A volte, spiega, dopo aver provato dolore, il cervello può far "sovra-regolare" i sistemi corporei e "proteggerci troppo bene", il che fa sì che il dolore diventi cronico. "Il dolore è un fenomeno incredibilmente complesso e, a meno che non iniziamo a rispettare quanto sia complesso e a trattarlo come tale, continueremo a non ottenere risultati per i pazienti", aggiunge Stanton.

Il dolore è un fenomeno incredibilmente complesso. In verità, non è mai interamente nella mente o interamente nel corpo. È sempre entrambi, e quindi non è nessuno dei due. È nel corpo, nel sistema nervoso, nel cervello, nei neuroni e nella colonna vertebrale, tutto in una volta.

Nessuno di questi tipi di dolore è più o meno valido di altri. Tutto il dolore è reale. Riconoscere la complessità dei diversi tipi di dolore l'uno dall'altro non crea, o non dovrebbe, creare una gerarchia del dolore: offre semplicemente un modo per capire quale tipo di trattamento funzionerà meglio per quali pazienti. Quindi, anche se non potrei mai essere completamente libero dal dolore con il PRT, dopo aver parlato con Gordon credo che sia possibile che possa darmi un po' di sollievo. Cinque anni fa, mi sarei vergognato di scriverlo.

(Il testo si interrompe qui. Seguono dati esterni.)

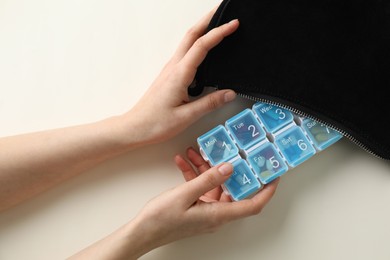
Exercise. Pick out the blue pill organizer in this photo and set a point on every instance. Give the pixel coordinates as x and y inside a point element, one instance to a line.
<point>263,143</point>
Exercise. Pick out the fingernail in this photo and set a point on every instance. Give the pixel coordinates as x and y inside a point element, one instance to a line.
<point>225,169</point>
<point>229,96</point>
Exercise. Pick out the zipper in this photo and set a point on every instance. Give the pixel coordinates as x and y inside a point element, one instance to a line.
<point>304,114</point>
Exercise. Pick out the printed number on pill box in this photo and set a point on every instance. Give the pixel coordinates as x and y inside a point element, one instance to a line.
<point>263,143</point>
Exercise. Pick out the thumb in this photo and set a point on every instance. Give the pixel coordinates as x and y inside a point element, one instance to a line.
<point>210,179</point>
<point>208,103</point>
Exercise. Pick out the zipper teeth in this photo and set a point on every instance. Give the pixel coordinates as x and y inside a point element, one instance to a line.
<point>296,111</point>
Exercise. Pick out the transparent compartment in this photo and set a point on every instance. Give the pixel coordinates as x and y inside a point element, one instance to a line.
<point>217,146</point>
<point>243,181</point>
<point>321,135</point>
<point>245,129</point>
<point>263,143</point>
<point>273,118</point>
<point>294,145</point>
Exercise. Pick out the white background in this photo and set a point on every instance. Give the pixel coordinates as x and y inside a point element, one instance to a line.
<point>72,62</point>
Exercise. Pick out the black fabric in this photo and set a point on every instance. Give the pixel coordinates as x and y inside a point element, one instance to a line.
<point>328,58</point>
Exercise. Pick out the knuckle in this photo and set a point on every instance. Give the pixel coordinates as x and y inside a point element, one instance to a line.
<point>193,33</point>
<point>212,103</point>
<point>211,180</point>
<point>256,208</point>
<point>200,44</point>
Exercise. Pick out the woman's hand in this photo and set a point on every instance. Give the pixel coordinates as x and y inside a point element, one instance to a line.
<point>165,109</point>
<point>195,207</point>
<point>199,205</point>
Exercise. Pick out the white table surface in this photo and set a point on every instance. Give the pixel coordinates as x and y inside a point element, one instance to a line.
<point>71,62</point>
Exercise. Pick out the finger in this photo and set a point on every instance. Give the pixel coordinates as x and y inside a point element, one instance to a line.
<point>196,54</point>
<point>193,34</point>
<point>185,167</point>
<point>244,208</point>
<point>209,180</point>
<point>225,197</point>
<point>197,160</point>
<point>196,109</point>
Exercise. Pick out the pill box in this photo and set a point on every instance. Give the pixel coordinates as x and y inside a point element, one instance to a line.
<point>263,142</point>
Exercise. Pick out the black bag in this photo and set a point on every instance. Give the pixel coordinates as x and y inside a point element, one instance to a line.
<point>329,60</point>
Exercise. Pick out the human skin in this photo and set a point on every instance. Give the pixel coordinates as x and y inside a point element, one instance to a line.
<point>35,162</point>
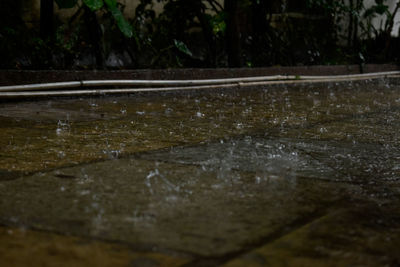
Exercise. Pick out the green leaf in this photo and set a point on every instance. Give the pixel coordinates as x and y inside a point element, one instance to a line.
<point>66,3</point>
<point>111,3</point>
<point>122,23</point>
<point>182,47</point>
<point>94,4</point>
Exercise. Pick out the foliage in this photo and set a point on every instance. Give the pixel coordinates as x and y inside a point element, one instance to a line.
<point>109,5</point>
<point>202,33</point>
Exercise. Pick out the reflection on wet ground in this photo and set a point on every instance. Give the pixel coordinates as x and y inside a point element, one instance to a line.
<point>298,175</point>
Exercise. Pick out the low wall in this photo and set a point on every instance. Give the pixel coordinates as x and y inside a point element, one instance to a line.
<point>15,77</point>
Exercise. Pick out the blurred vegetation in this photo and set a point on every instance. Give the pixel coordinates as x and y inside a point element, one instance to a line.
<point>198,33</point>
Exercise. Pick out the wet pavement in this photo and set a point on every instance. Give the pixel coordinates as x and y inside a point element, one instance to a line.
<point>299,175</point>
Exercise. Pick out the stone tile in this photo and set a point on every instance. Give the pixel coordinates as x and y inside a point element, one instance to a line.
<point>23,247</point>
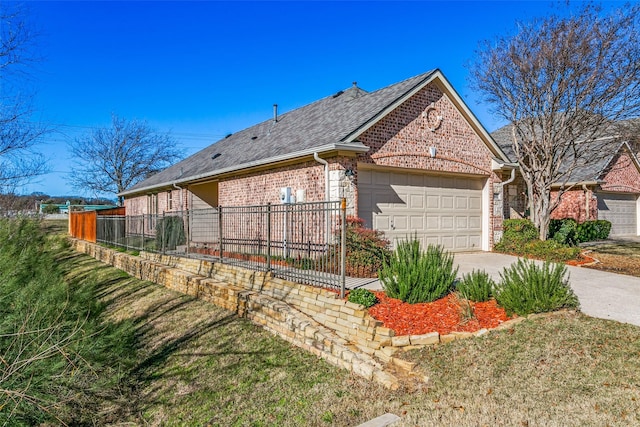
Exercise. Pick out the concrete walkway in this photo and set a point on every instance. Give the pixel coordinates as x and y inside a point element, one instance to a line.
<point>601,294</point>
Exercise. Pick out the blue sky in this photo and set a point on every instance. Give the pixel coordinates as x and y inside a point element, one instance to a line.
<point>201,70</point>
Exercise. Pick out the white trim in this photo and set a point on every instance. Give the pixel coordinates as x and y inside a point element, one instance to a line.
<point>486,215</point>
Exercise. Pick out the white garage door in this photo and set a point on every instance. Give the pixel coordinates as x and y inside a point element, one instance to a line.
<point>620,209</point>
<point>439,209</point>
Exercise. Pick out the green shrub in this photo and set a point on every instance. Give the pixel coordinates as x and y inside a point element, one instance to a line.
<point>477,286</point>
<point>517,232</point>
<point>170,233</point>
<point>550,250</point>
<point>520,238</point>
<point>589,231</point>
<point>363,297</point>
<point>367,249</point>
<point>414,276</point>
<point>563,231</point>
<point>527,288</point>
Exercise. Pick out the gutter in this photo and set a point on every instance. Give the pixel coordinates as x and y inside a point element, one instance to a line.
<point>356,147</point>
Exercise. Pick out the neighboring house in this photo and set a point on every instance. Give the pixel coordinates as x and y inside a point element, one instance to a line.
<point>608,188</point>
<point>410,158</point>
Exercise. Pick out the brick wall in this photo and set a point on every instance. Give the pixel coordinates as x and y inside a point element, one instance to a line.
<point>622,175</point>
<point>573,204</point>
<point>403,139</point>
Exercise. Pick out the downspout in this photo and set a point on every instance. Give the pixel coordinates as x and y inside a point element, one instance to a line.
<point>188,231</point>
<point>179,188</point>
<point>327,219</point>
<point>587,199</point>
<point>509,181</point>
<point>326,175</point>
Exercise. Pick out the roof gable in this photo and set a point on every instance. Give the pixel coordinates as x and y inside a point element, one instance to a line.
<point>331,123</point>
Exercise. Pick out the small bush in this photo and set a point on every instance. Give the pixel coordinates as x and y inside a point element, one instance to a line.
<point>563,231</point>
<point>363,297</point>
<point>551,250</point>
<point>527,288</point>
<point>477,286</point>
<point>414,276</point>
<point>367,249</point>
<point>170,233</point>
<point>589,231</point>
<point>517,233</point>
<point>520,238</point>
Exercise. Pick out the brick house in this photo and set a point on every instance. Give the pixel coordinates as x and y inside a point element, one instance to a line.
<point>410,158</point>
<point>608,189</point>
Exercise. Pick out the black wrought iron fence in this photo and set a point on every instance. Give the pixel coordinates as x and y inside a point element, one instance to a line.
<point>303,242</point>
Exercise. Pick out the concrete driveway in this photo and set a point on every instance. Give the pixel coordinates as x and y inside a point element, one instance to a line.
<point>601,294</point>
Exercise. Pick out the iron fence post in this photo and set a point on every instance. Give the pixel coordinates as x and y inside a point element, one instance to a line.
<point>269,236</point>
<point>343,244</point>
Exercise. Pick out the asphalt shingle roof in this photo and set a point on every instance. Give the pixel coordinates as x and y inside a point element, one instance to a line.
<point>330,120</point>
<point>583,173</point>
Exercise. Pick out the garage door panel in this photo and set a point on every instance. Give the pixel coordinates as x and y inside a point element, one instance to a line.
<point>620,210</point>
<point>446,202</point>
<point>475,223</point>
<point>448,243</point>
<point>401,223</point>
<point>416,201</point>
<point>433,223</point>
<point>462,202</point>
<point>462,223</point>
<point>439,210</point>
<point>417,222</point>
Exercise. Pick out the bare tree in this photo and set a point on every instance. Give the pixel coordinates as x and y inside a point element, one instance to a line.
<point>19,163</point>
<point>110,160</point>
<point>562,82</point>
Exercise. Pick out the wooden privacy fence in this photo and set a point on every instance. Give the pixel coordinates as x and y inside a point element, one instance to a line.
<point>82,225</point>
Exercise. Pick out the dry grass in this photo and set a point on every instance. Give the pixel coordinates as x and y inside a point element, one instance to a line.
<point>201,365</point>
<point>616,256</point>
<point>567,370</point>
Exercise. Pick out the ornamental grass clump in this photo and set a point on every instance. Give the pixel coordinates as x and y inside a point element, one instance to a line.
<point>527,288</point>
<point>414,276</point>
<point>477,286</point>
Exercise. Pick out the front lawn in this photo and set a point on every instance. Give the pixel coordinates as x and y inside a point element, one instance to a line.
<point>200,365</point>
<point>615,256</point>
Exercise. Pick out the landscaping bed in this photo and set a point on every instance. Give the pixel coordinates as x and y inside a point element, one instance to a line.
<point>616,257</point>
<point>444,315</point>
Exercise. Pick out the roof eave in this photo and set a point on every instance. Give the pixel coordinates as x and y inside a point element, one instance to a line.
<point>355,147</point>
<point>433,76</point>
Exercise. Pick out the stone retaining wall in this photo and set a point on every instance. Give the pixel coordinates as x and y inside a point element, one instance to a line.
<point>314,319</point>
<point>341,332</point>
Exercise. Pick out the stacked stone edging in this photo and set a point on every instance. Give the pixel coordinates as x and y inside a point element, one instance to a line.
<point>315,319</point>
<point>266,301</point>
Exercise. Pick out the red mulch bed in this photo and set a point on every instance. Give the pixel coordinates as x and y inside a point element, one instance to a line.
<point>582,260</point>
<point>442,316</point>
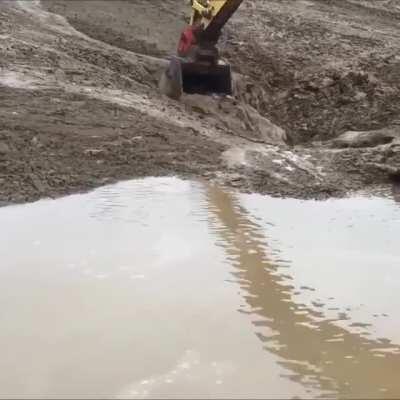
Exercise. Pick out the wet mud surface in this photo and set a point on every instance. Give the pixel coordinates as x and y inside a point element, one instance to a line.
<point>315,111</point>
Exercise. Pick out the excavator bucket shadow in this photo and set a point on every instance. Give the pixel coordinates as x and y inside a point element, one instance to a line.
<point>195,78</point>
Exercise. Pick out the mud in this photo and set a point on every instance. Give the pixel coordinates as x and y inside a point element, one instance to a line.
<point>80,105</point>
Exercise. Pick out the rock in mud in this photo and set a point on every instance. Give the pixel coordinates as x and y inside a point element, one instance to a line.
<point>366,138</point>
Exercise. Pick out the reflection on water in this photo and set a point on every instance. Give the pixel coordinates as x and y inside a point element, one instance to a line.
<point>165,288</point>
<point>317,352</point>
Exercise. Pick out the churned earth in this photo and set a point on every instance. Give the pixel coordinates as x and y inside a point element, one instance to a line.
<point>315,111</point>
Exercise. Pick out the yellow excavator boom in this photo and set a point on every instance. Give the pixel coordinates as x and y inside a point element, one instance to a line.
<point>197,68</point>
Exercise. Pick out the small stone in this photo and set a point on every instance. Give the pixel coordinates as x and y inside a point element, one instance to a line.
<point>4,148</point>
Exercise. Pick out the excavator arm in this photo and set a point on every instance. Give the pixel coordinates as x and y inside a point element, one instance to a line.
<point>213,15</point>
<point>197,68</point>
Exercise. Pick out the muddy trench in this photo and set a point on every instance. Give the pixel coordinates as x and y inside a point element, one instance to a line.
<point>314,115</point>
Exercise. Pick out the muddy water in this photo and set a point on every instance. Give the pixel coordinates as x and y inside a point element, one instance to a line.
<point>165,288</point>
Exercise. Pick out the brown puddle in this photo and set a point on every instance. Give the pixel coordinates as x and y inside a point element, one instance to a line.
<point>165,288</point>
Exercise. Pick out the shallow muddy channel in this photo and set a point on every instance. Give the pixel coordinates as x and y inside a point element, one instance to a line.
<point>168,288</point>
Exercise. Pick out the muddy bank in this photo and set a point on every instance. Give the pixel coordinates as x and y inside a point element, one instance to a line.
<point>80,105</point>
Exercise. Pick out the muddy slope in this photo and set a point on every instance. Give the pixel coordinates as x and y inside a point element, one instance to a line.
<point>80,105</point>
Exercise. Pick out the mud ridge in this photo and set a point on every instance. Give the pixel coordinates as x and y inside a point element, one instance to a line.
<point>315,111</point>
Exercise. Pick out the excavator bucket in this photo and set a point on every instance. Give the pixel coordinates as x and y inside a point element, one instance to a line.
<point>195,78</point>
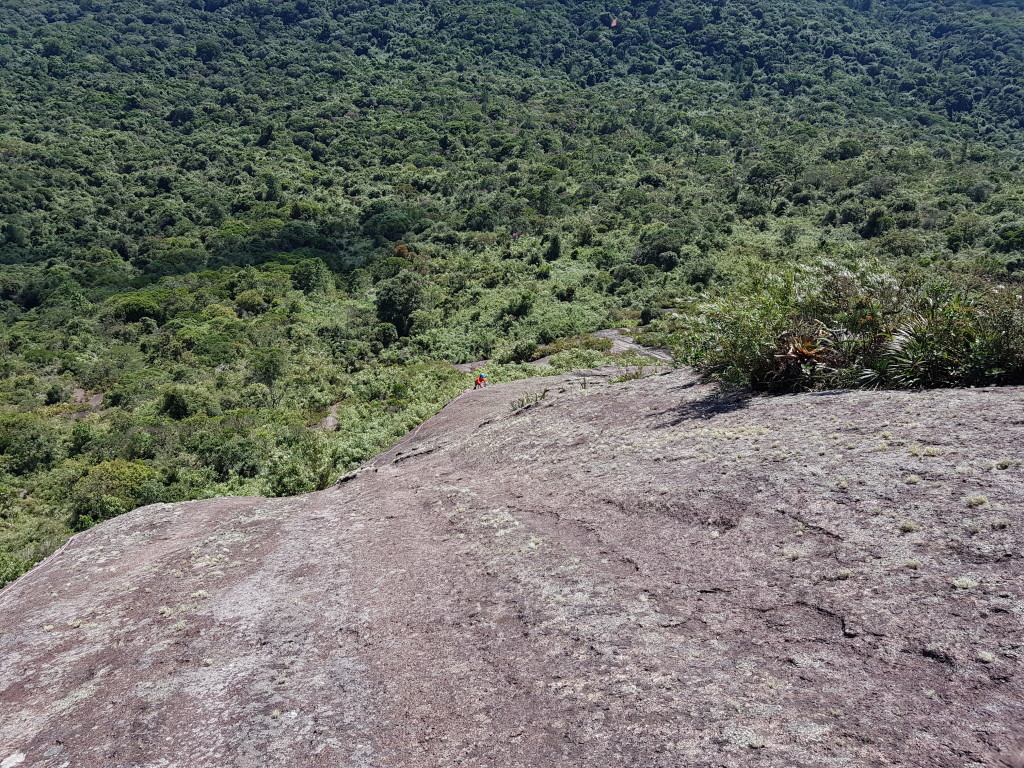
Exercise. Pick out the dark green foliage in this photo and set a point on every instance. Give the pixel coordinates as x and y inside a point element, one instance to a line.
<point>222,222</point>
<point>397,298</point>
<point>111,488</point>
<point>311,275</point>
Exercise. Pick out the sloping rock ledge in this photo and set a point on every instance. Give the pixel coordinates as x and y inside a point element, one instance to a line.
<point>622,573</point>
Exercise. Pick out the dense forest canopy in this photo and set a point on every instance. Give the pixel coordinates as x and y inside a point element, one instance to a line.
<point>224,223</point>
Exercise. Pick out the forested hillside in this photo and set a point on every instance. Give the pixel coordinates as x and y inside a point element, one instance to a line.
<point>226,218</point>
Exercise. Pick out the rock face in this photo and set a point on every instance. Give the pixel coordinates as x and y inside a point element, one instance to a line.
<point>621,573</point>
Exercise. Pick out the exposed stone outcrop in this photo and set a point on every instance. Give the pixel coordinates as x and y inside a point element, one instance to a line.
<point>635,573</point>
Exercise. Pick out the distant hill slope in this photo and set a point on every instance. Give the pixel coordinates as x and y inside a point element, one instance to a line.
<point>633,573</point>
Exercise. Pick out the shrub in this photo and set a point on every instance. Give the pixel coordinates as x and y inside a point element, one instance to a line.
<point>183,401</point>
<point>112,488</point>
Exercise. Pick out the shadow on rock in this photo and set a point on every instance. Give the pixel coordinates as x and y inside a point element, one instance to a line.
<point>711,404</point>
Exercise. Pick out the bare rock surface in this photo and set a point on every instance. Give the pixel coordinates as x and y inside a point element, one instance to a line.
<point>637,573</point>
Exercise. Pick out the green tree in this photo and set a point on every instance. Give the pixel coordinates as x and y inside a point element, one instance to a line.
<point>111,488</point>
<point>398,297</point>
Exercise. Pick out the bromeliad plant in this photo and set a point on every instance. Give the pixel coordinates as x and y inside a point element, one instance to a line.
<point>825,328</point>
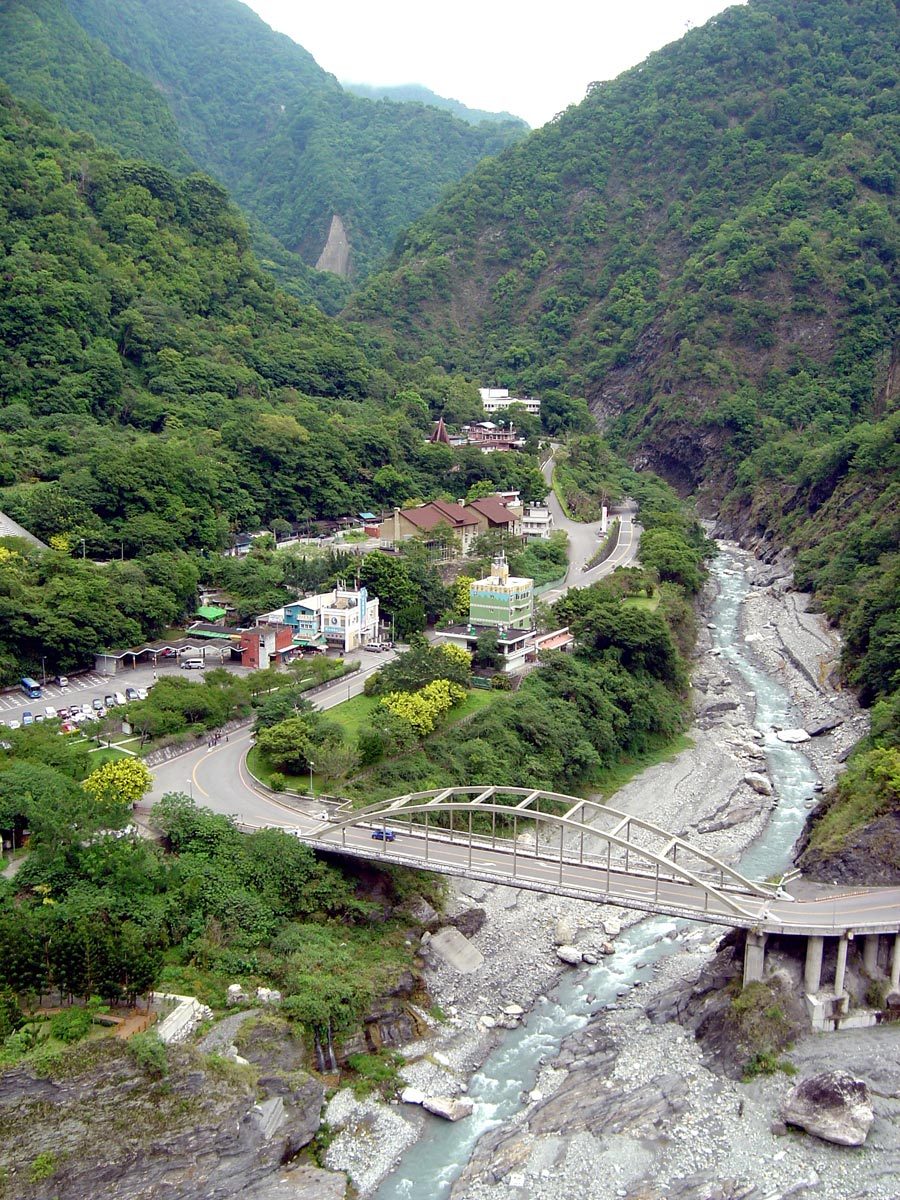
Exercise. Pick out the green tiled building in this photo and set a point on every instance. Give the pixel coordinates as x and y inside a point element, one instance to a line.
<point>502,599</point>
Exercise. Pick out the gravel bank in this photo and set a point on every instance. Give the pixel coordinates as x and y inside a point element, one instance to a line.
<point>711,1133</point>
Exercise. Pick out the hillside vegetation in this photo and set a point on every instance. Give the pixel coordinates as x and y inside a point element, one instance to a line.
<point>415,94</point>
<point>705,250</point>
<point>252,108</point>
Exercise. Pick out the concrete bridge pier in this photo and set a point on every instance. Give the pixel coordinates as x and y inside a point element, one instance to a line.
<point>813,972</point>
<point>870,954</point>
<point>840,969</point>
<point>895,965</point>
<point>754,957</point>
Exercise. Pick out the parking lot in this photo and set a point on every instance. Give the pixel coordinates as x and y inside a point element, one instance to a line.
<point>83,689</point>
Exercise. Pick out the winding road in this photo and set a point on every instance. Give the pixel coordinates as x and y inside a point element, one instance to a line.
<point>217,777</point>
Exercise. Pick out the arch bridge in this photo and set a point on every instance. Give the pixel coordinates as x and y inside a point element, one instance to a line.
<point>549,841</point>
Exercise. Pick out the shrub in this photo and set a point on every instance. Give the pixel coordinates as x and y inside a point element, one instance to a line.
<point>42,1168</point>
<point>376,1073</point>
<point>149,1053</point>
<point>72,1024</point>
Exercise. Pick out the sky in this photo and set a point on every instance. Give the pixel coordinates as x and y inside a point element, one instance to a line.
<point>532,60</point>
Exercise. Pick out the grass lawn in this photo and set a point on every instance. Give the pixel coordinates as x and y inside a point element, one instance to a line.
<point>107,754</point>
<point>612,778</point>
<point>648,604</point>
<point>353,715</point>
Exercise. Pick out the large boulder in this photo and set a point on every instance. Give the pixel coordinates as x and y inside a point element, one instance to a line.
<point>469,922</point>
<point>792,737</point>
<point>759,783</point>
<point>450,1108</point>
<point>565,931</point>
<point>570,954</point>
<point>833,1107</point>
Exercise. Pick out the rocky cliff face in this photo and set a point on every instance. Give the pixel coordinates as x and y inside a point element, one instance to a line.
<point>100,1126</point>
<point>869,855</point>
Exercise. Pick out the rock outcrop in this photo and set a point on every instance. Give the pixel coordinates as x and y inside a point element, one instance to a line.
<point>127,1134</point>
<point>833,1107</point>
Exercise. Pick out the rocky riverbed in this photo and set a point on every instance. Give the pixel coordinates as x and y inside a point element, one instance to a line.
<point>628,1108</point>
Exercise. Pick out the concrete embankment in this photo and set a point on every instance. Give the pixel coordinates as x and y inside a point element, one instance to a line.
<point>627,1108</point>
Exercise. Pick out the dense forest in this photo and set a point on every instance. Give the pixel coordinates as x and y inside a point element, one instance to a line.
<point>250,107</point>
<point>414,94</point>
<point>157,390</point>
<point>705,250</point>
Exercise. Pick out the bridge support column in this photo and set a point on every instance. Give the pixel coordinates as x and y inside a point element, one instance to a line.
<point>870,954</point>
<point>754,957</point>
<point>813,972</point>
<point>895,965</point>
<point>841,966</point>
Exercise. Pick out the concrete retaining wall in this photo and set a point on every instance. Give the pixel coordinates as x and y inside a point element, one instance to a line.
<point>184,1018</point>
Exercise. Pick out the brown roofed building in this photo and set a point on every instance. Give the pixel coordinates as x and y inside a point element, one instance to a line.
<point>439,433</point>
<point>496,515</point>
<point>426,519</point>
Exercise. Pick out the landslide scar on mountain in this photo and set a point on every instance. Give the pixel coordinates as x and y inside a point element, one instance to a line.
<point>335,255</point>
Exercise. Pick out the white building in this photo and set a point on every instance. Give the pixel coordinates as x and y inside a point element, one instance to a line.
<point>496,400</point>
<point>537,522</point>
<point>343,618</point>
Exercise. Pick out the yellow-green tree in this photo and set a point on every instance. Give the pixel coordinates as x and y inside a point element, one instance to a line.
<point>460,592</point>
<point>123,781</point>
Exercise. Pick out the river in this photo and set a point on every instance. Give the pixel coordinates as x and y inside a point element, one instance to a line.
<point>510,1071</point>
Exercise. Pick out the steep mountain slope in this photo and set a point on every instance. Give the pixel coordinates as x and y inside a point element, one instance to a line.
<point>706,250</point>
<point>156,389</point>
<point>256,111</point>
<point>47,57</point>
<point>415,94</point>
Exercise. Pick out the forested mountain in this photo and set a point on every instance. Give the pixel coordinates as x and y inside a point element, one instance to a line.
<point>255,111</point>
<point>705,250</point>
<point>415,94</point>
<point>157,390</point>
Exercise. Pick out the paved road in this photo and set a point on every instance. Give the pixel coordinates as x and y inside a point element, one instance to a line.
<point>219,779</point>
<point>583,540</point>
<point>208,774</point>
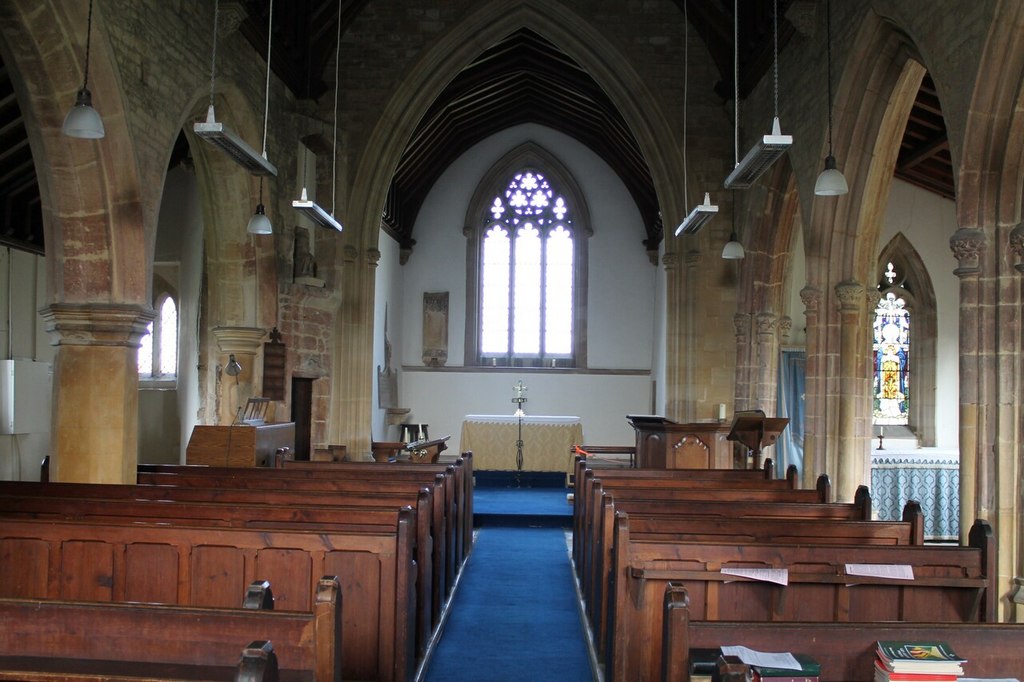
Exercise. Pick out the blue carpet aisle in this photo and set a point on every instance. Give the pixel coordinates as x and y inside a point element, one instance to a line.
<point>514,615</point>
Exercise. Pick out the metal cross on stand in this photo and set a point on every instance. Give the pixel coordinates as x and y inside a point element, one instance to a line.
<point>519,399</point>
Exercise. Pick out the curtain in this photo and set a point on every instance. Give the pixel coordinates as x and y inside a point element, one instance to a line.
<point>792,377</point>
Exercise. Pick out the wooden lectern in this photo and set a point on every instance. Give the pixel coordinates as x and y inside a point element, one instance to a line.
<point>663,443</point>
<point>756,431</point>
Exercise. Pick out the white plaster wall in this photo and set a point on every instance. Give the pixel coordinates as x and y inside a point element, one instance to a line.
<point>623,297</point>
<point>928,220</point>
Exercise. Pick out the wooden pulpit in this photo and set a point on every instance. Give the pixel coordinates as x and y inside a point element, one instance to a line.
<point>663,443</point>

Dopo 15 anni di dolore, non credo più che il dolore associato al cervello sia qualcosa di cui vergognarsi o sia meno reale. Credo che il dolore sia un fenomeno difficile che non comprendiamo ancora bene, e credo che il cervello sia parte del mio essere fisico quanto tutti gli altri. E sai cosa? Se la PRT aiuta i pazienti che soffrono di dolore, indipendentemente dallo scetticismo iniziale o dalla resistenza che sento alla teoria del dolore che ne è alla base, lo accetterò."